Il convient, au regard de ces éléments, les restrictions à l'exercice des libertés individuelles de Madame [K] [B] EPOUSE [J], née le 04 Janvier 2024 à MANTES-LA-JOLIE (78200), demeurant 26 rue du vieux pilori - 78200 MANTES-LA- JOLIE étant adaptées, nécessaires et proportionnées à son état mental et à la mise en oeuvre du traitement requis, l'intéressé se trouvant dans l'impossibilité de consentir aux soins en raison des troubles décrits, son état nécessitant des soins assortis d'une surveillance constante, de dire que la mesure de soins psychiatriques sous la forme d'une hospitalisation complète sera, en l'état, maintenue.
PAR CES MOTIFS
Statuant publiquement, par ordonnance contradictoire et en premier ressort,
Rejetons le moyen d'irrégularité soulevé,
Ordonnons le maintien de la mesure de soins psychiatriques sous forme d'hospitalisation complète de Madame [K] [B] EPOUSE [J] ;
Rappelons que l'ordonnance du juge des libertés et de la détention est susceptible d'appel devant le Premier Président de la Cour d'Appel de Versailles dans un délai de dix jours à compter de sa notification. Seules les parties à la procédure définies à l'article R.3211-13 du CSP peuvent faire appel (requérant, personne sous soins psychiatriques, préfet ou directeur d'établissement le cas échéant). Le ministère public peut, dans tous les cas, interjeter appel dans le même délai. La déclaration d'appel motivée est transmise par tout moyen au greffe de la Cour d'Appel de Versailles qui en avise sur-le-champ le greffier du tribunal judiciaire et fait connaître la date et l'heure de l'audience aux parties, à leurs avocats, au tiers qui a demandé l'admission en soins et au directeur d'établissement. A moins qu'il n'ait été donné un effet suspensif à l'appel, le premier président statue dans les douze jours de sa saisine. Ce délai est porté à vingt-cinq jours si une expertise est ordonnée. Adresse : Monsieur le Premier Président - Cour d'Appel de Versailles - 5, rue Carnot RP 1113 - 78011 VERSAILLES Cedex (télécopie : 01 39 49 69 04 - téléphone : 01 39 49 68 46 et 01 39 49 69 13 ).

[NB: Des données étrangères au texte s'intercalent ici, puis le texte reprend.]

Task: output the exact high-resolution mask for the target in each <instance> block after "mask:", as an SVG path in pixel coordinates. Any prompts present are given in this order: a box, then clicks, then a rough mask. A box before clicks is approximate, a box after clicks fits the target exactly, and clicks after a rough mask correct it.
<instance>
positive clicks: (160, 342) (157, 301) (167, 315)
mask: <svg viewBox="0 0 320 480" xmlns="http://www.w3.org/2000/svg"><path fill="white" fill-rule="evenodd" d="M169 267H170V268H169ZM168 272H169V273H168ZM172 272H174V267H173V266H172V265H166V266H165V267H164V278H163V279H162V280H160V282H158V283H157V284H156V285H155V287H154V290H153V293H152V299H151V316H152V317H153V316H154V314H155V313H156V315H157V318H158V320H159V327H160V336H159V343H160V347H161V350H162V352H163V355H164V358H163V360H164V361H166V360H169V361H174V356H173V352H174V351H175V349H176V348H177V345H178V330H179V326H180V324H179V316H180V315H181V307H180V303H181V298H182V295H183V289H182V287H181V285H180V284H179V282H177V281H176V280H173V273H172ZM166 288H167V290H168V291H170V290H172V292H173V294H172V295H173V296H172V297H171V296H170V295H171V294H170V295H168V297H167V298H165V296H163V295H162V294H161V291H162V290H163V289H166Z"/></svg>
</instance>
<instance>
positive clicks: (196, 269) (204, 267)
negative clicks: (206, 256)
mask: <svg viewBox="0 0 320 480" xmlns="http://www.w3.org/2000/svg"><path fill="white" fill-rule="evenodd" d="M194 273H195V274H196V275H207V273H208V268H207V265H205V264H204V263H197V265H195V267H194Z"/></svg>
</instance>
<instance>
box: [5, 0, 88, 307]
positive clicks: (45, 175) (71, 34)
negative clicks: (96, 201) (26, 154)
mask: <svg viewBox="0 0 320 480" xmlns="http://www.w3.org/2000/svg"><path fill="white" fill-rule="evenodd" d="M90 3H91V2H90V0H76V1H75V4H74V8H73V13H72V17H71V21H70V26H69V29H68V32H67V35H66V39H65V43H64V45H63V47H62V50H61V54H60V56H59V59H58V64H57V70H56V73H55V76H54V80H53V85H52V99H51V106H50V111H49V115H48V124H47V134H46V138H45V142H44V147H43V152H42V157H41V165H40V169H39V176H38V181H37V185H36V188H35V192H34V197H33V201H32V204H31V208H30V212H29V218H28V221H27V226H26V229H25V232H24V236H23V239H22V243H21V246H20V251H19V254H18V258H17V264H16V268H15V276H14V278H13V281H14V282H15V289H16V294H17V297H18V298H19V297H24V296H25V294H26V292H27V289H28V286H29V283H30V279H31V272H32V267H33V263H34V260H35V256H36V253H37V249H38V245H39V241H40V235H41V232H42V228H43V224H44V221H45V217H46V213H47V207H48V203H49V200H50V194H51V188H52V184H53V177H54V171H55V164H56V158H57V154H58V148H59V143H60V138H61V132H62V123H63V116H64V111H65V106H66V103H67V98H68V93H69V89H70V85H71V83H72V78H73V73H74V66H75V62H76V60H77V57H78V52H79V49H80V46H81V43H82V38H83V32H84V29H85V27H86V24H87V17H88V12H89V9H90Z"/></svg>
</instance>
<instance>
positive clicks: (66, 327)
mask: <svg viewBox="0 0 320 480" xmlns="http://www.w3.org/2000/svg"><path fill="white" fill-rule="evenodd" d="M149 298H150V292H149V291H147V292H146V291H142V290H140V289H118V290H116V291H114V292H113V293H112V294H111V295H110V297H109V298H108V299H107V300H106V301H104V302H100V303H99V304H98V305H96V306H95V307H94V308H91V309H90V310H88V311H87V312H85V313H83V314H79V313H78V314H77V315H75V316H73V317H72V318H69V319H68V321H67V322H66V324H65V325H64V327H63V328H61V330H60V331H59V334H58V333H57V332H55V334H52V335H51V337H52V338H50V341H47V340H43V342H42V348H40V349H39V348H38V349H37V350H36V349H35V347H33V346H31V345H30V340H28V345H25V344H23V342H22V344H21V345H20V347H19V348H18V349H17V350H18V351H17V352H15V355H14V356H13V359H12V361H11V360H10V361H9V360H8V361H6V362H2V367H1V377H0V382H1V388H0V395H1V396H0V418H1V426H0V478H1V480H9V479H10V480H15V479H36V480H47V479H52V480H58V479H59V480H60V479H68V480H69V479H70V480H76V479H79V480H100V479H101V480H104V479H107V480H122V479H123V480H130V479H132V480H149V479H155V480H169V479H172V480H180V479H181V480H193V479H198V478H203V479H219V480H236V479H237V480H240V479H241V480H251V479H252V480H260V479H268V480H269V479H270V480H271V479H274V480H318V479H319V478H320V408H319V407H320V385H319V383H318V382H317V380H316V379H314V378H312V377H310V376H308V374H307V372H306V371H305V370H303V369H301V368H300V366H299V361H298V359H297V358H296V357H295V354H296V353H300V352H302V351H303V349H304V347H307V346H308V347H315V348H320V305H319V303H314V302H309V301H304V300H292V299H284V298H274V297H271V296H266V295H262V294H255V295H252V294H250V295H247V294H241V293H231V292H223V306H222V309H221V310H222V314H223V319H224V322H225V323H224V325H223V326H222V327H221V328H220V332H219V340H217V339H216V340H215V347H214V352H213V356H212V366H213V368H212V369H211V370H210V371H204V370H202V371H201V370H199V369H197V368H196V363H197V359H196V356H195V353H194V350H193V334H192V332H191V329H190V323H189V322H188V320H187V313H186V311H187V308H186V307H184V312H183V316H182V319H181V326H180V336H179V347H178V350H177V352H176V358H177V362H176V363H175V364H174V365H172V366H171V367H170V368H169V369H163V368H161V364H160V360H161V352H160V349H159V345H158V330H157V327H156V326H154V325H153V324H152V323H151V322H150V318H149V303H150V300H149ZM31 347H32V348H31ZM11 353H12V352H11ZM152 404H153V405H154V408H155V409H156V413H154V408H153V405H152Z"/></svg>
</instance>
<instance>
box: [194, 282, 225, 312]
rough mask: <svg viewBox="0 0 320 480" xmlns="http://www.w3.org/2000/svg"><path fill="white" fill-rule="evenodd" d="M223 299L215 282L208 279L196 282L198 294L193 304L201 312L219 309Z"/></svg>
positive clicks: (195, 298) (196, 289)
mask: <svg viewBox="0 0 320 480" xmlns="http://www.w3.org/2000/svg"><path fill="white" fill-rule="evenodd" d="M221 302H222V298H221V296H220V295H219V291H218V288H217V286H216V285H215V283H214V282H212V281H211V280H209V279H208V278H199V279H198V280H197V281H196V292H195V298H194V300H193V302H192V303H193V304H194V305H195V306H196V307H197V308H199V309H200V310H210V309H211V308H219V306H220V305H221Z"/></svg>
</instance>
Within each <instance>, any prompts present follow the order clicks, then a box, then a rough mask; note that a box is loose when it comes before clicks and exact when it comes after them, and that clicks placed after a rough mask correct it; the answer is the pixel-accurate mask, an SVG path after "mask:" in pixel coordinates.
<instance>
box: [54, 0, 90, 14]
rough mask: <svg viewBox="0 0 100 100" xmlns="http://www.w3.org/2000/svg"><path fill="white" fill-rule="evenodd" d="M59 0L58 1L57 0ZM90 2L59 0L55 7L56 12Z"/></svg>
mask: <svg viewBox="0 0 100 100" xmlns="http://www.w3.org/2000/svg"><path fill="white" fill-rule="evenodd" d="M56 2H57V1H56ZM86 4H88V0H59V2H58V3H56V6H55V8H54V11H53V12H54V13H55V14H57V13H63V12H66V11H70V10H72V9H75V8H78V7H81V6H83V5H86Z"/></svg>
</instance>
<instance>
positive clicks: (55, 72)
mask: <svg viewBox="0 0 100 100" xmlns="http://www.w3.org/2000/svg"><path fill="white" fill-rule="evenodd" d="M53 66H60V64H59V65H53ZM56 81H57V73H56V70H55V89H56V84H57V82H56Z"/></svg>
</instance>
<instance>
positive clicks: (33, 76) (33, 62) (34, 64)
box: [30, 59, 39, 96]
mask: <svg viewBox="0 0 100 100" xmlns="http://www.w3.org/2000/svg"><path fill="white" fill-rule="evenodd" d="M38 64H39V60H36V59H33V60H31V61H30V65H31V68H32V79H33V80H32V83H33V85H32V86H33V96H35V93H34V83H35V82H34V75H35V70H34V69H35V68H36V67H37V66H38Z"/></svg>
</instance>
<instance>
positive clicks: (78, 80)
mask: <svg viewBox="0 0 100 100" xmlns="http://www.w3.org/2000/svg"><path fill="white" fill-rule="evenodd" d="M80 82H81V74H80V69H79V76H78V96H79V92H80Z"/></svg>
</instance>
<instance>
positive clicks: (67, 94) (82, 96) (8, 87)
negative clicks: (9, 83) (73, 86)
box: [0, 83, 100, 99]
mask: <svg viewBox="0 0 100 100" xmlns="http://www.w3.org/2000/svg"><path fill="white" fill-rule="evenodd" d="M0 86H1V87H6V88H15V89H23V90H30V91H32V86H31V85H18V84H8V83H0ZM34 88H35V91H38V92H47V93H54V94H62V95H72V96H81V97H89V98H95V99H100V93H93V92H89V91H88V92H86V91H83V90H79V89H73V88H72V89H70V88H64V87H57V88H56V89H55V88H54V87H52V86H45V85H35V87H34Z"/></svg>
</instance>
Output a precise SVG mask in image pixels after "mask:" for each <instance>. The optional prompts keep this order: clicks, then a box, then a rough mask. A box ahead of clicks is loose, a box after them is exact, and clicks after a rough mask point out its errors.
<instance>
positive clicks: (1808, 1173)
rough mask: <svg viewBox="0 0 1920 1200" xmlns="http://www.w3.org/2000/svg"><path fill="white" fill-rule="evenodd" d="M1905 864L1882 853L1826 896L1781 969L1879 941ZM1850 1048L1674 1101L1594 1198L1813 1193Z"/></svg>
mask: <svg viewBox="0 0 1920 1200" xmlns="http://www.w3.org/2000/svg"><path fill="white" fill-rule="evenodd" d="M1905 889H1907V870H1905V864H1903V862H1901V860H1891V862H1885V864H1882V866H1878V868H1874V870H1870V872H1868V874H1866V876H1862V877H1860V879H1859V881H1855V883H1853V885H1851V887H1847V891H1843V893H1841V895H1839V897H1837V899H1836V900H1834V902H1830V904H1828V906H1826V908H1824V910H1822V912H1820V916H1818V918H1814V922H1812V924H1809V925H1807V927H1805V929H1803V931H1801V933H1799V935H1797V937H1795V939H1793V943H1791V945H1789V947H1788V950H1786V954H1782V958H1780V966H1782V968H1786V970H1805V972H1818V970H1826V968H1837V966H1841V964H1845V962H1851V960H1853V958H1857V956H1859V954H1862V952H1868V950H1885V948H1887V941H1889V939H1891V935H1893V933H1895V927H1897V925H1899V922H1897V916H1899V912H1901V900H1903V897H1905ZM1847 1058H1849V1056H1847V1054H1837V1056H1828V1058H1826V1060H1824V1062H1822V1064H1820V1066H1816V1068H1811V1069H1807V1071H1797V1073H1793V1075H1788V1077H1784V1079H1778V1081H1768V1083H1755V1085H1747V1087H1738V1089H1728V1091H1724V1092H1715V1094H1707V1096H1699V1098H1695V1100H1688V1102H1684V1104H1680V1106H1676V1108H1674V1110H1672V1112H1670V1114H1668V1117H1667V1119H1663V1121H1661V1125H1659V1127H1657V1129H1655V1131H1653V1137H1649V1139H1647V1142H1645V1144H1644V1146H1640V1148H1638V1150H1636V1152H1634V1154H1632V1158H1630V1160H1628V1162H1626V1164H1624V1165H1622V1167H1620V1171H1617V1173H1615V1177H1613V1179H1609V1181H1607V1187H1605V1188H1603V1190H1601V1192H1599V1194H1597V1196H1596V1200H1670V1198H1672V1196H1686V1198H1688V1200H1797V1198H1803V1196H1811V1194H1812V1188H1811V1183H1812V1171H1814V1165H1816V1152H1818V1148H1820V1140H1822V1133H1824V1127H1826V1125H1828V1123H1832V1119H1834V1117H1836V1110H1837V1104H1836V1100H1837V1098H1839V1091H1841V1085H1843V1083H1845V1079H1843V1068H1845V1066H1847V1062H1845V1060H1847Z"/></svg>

Rappelons que sur le fondement des dispositions des articles L 3211-12-4, R. 3211-16 et R 3211-20 du code de la santé publique le recours n'est pas suspensif d'exécution, sauf décision du Premier Président de la Cour d'appel de Versailles déclarant le recours suspensif à la demande du Procureur de la République ;
Laissons les éventuels dépens à la charge du Trésor Public ;
Prononcée par mise à disposition au greffe le 05 Septembre 2024 par Madame Aurélia GANDREY, vice-président, assisté de Mme Axelle MATEOS, greffier, qui ont signé la minute de la présente décision.